7. The pharmaceutical composition according to claim 6, wherein the solid dispersion is free of residual solvent.
8. The pharmaceutical composition according to claim 1, wherein the composition is prepared by any of the process selected from dry granulation, wet granulation, spray granulation, and direct compression tableting processes.
9. A process for preparing a pharmaceutical composition comprising solid dispersion or premix of Tolvaptan free of HPC and/or heterocyclic amide-group containing polymeric compound, wherein the process comprises:

a) blending a mixture of a Tolvaptan solid dispersion or premix with one or more carrier and optionally other pharmaceutically acceptable excipients.
b) granulating the blend of step (a) with a solvent optionally containing binder;
c) drying the wet granules;
d) milling and sizing the dried granules, followed by adding at least one lubricant/glidant and optionally other pharmaceutically acceptable excipients to the dried milled granules; and

e) compressing the lubricated granules into tablets.

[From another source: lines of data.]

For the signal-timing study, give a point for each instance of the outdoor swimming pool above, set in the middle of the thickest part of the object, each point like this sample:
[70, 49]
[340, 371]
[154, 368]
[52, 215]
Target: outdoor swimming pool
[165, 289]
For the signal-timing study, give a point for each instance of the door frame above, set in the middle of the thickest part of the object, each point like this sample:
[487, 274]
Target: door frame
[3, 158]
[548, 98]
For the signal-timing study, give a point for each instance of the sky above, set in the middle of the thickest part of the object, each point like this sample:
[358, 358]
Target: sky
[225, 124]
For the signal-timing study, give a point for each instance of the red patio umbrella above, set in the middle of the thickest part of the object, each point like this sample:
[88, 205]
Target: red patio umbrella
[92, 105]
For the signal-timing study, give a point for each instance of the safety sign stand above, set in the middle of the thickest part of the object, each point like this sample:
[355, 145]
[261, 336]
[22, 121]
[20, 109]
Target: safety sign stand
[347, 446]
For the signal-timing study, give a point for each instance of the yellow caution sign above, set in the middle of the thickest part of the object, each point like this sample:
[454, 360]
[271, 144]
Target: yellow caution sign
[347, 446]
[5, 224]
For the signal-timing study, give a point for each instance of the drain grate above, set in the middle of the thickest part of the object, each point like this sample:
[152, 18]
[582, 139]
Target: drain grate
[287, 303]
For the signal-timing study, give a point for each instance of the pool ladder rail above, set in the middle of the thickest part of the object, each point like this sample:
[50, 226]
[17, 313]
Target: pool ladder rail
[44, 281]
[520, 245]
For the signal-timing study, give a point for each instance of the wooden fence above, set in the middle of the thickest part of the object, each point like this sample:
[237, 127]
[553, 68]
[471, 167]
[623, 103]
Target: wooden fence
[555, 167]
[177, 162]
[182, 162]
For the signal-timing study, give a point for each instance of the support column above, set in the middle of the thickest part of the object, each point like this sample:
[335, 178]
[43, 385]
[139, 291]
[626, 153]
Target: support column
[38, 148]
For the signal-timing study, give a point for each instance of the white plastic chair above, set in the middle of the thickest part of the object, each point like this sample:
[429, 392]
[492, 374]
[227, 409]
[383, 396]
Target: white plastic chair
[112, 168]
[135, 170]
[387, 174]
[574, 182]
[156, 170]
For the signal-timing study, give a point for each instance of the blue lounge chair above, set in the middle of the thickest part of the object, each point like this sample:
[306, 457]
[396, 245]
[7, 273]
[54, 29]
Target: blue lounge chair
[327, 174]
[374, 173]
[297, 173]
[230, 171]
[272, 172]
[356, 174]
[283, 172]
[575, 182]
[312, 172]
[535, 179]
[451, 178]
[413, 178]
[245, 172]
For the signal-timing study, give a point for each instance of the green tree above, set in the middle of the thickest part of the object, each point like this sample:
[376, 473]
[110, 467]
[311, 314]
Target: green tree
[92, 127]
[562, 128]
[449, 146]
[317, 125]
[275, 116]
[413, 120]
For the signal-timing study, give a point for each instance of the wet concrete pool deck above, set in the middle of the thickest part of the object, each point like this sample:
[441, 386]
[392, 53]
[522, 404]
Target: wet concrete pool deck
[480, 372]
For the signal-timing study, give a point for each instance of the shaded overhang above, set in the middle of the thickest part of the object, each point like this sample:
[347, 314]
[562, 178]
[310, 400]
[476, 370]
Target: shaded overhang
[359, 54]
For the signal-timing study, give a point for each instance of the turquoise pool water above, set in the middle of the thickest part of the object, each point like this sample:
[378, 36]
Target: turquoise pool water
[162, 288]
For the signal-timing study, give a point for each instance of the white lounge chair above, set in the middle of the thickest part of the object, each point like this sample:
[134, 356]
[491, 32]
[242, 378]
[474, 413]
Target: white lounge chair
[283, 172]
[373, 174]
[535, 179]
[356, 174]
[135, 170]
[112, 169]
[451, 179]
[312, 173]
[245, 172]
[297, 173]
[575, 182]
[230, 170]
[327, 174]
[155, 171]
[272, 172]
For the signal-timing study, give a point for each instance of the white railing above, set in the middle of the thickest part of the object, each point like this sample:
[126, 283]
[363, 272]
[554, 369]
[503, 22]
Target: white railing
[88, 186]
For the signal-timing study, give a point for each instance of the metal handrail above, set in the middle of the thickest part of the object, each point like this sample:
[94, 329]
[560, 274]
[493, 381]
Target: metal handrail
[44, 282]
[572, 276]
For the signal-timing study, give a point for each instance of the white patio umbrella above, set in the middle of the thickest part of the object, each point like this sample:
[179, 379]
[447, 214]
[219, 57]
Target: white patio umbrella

10. A process for preparing a pharmaceutical composition comprising amorphous and/or crystalline Tolvaptan free of HPC, wherein the process comprises:
a) blending a mixture of amorphous Tolvaptan with a pharmaceutical acceptable excipient and optionally other pharmaceutically acceptable excipients.
b) granulating the blend of step (a) with a solvent optionally containing binder;
c) drying the wet granules;
d) milling and sizing the dried granules, followed by adding at least one lubricant/glidant and optionally other pharmaceutically acceptable excipients to the dried milled granules; and
e) compressing the lubricated granules into tablets.